L’oxygénothérapie hyperbare joue un rôle clé dans le traitement de l’embolie gazeuse. Il a été montré que la taille de la bulle d’air est inversement proportionnelle à la pression atmosphérique, en fonction de la relation entre pression et volume dans un gaz. Par exemple, à six atmosphères de pression, le volume relatif d’une bulle de gaz est de 17% celui à la pression atmosphérique. Dans notre cohorte, 14 patients ont été traités par oxygénothérapie hyperbare (OHB), le pourcentage de mortalité dans ce groupe étant de 14,3%, comparativement à 22,6% des patients décédés dans le groupe qui n’a pas reçu d’OHB. Cependant, cette différence n’était pas statistiquement significative (p = 0,72). Actuellement, l’HBOT n’est pas administré systématiquement à tous les patients atteints d’embolie gazeuse, car il n’est pas toujours indiqué et sa pertinence doit être évaluée, en tenant compte des inconvénients potentiels liés à son administration (transport et durée dans la chambre de l’HBOT).
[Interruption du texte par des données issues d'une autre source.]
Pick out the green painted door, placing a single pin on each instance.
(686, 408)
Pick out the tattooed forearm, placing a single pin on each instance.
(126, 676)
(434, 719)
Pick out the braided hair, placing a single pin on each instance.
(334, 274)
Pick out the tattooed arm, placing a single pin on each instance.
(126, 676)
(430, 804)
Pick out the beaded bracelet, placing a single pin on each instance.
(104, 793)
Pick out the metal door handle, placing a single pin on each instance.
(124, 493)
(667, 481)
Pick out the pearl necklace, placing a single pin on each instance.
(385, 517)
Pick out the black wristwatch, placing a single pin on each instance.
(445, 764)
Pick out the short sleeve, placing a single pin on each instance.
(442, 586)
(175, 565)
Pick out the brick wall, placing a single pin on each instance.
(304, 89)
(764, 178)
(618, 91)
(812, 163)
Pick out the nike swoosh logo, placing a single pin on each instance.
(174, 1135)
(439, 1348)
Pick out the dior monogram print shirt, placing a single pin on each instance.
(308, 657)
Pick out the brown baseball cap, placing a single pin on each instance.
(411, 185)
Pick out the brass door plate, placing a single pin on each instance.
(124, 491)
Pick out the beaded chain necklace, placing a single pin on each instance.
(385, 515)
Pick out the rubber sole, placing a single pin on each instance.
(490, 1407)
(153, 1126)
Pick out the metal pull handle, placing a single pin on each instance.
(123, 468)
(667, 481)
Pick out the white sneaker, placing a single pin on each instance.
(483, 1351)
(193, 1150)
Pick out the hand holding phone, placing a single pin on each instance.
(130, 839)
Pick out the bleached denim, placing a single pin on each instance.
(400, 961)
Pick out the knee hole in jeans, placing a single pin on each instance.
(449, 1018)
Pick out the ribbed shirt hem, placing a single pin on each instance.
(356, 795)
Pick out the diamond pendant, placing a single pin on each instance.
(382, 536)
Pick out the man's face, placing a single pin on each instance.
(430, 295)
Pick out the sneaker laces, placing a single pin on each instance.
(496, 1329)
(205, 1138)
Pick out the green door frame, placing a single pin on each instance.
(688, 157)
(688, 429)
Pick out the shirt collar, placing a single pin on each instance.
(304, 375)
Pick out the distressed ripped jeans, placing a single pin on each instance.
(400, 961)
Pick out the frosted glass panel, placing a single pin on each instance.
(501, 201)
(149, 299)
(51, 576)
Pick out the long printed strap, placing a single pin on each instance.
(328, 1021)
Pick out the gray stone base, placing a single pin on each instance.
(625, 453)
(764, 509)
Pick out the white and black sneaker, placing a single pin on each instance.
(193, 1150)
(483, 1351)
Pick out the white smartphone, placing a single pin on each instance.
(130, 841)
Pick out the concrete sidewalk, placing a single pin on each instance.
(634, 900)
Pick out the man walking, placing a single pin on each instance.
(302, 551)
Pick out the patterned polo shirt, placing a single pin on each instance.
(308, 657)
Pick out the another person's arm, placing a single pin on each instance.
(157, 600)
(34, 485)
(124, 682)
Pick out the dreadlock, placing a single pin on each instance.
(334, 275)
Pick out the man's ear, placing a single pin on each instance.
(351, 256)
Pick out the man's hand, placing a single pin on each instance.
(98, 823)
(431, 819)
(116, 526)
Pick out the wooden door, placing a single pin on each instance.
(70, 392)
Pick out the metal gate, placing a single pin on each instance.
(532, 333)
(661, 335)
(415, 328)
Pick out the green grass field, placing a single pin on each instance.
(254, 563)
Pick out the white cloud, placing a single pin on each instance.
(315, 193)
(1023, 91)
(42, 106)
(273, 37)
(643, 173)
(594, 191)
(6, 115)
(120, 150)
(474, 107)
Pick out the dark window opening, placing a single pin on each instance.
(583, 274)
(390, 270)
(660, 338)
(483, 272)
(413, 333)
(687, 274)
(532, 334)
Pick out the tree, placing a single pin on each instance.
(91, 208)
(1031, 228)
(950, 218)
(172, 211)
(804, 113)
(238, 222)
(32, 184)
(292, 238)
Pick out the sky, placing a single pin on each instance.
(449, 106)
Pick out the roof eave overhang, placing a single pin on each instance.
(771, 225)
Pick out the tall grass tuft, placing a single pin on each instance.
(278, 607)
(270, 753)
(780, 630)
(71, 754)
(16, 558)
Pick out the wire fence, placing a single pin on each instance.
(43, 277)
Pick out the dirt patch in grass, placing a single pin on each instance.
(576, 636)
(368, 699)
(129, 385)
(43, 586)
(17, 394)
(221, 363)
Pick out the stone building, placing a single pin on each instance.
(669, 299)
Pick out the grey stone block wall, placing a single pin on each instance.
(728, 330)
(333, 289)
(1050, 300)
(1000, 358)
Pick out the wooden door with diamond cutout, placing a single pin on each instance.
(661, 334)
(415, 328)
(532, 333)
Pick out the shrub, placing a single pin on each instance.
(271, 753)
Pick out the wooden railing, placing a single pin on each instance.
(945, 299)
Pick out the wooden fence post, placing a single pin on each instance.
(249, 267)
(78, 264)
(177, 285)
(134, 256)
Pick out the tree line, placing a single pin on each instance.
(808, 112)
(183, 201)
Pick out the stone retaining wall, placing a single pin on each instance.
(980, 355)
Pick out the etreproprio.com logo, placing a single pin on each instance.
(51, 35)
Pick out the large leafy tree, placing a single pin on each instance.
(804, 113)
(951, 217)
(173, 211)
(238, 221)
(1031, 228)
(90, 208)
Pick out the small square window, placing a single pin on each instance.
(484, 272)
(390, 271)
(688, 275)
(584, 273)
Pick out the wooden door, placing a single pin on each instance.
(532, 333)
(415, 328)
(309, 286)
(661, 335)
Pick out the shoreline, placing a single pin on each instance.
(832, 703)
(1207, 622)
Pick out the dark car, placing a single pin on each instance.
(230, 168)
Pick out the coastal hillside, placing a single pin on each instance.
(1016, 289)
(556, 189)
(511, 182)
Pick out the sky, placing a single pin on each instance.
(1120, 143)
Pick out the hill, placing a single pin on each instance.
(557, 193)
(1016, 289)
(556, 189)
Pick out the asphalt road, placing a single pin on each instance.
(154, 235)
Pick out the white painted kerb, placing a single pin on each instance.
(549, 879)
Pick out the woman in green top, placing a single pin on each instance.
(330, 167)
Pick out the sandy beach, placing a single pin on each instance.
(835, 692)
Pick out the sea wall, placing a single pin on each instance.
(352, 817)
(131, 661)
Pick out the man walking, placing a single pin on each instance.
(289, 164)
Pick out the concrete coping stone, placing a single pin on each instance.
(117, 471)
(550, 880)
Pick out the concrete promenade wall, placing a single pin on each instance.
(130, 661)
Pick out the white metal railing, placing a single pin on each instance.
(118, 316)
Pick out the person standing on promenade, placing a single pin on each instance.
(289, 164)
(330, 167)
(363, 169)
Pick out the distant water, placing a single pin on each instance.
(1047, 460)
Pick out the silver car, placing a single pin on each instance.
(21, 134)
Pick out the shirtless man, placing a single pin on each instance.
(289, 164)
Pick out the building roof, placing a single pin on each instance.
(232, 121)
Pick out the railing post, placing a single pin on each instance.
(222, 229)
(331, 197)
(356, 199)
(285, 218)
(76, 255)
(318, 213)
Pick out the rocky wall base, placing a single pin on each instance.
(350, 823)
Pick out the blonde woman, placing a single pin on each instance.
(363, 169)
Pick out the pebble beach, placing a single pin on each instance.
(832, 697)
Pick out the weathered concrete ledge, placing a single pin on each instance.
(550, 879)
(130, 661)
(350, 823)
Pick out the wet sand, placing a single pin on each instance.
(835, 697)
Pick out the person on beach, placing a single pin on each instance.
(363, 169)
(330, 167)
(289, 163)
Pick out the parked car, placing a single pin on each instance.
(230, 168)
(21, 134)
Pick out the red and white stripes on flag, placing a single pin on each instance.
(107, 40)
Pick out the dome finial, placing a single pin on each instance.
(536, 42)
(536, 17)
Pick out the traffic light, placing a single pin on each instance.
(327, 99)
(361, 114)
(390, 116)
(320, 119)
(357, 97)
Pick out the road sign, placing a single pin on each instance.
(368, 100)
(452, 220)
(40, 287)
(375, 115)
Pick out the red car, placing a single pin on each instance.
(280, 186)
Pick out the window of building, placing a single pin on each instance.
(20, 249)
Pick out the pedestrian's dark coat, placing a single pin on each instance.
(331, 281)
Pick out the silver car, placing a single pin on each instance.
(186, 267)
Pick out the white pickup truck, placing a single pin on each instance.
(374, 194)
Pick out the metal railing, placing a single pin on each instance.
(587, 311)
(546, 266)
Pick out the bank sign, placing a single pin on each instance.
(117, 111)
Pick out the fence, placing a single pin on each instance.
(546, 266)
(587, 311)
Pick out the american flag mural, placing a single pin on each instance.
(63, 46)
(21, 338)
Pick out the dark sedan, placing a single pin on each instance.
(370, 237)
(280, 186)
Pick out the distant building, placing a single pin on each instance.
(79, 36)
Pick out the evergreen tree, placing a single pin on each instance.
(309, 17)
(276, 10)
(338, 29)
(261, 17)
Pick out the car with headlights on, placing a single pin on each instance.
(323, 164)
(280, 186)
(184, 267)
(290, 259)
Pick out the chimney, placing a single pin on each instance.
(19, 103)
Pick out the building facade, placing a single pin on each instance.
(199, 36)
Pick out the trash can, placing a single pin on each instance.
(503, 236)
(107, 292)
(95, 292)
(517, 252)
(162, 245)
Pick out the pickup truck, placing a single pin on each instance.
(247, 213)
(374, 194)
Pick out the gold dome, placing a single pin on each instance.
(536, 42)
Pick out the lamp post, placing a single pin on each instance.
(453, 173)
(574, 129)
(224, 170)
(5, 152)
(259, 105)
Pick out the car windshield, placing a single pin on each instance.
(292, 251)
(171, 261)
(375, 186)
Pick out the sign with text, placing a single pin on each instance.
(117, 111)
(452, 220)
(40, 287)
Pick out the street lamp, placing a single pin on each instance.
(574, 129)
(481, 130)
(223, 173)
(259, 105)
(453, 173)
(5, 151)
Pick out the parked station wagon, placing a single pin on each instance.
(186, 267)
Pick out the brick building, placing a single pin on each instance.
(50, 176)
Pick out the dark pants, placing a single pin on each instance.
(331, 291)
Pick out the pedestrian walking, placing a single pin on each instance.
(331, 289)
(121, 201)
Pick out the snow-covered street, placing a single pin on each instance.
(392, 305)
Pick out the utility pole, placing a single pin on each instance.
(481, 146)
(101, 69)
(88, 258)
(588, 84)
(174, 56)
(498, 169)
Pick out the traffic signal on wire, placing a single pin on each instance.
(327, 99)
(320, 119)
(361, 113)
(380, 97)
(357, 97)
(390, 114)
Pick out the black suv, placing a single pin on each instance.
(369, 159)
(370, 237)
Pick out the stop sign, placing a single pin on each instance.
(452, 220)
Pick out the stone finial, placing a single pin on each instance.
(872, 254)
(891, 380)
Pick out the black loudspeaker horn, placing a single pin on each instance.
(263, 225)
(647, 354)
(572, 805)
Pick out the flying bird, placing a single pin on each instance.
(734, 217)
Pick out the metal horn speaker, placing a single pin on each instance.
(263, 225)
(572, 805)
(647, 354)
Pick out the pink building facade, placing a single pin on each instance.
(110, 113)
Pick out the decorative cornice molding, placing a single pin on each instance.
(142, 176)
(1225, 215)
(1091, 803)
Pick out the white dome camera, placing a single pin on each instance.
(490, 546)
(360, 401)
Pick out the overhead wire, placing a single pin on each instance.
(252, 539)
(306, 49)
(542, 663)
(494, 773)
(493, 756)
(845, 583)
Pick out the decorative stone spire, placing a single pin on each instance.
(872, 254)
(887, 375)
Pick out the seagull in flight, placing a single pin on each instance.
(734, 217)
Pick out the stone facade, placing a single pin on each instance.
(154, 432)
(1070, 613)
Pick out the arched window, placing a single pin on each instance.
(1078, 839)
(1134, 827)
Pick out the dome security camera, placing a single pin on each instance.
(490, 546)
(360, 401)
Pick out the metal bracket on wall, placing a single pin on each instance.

Les preuves suggèrent que lorsque cela est indiqué, il faut souligner que l’OHB est idéalement commencé dans les quatre à six premières heures après l’apparition des symptômes neurologiques, ainsi qu’à toute manifestation de dommages aux organes terminaux, de compromis cardiopulmonaire ou hémodynamique. Une fois que le besoin d’un traitement définitif incluant l’HBOT a été identifié, l’établissement d’un tel traitement devrait être accéléré. Certaines études indiquent que le traitement par l’OHB peut encore avoir un rôle bénéfique jusqu’à 30 h après l’événement initial, mais certains auteurs ont soulevé la possibilité que tous les médecins ne soient pas enthousiastes à l’égard du traitement hyperbare pour l’embolie gazeuse, malgré plusieurs séries montrant de bons résultats si l’OHB est commencé à un stade précoce.
Bien qu’elle soit rare, en raison de ses risques élevés de mortalité et de morbidité, il est impératif que les médecins soient capables de reconnaître et de traiter l’embolie gazeuse. Avant le début des années 1970, l’embolie gazeuse après un traumatisme était essentiellement méconnue; depuis lors, de nombreux rapports de cas et séries ont été publiés. Cependant, la quantité de littérature disponible est encore faible; cela peut en partie être attribué à un sous-diagnostic et à un diagnostic erroné, car une insulte cérébrale sera souvent liée à d’autres causes. Une planification systématique, une reconnaissance rapide et un traitement ciblé avec une administration supplémentaire d’O2 et idéalement une oxygénothérapie hyperbare offrent les meilleures chances de survie lorsque cela est indiqué. Même avec un traitement approprié, des chiffres récents suggèrent que la mortalité globale sur un an pourrait être d’environ 20% – un résultat similaire à notre étude, où le taux de mortalité dans l’ensemble de la cohorte était de 21%. Cependant, il convient de noter que notre étude a porté sur les patients pour lesquels l’embolie gazeuse a été diagnostiquée cliniquement ou sur la base d’une imagerie, ce qui peut identifier préférentiellement des cas plus graves d’embolie gazeuse. Comme indiqué ci-dessus, il y a probablement de nombreux cas d’embolie gazeuse qui ne sont pas détectés en raison d’une absence de signes cliniques et / ou de symptômes.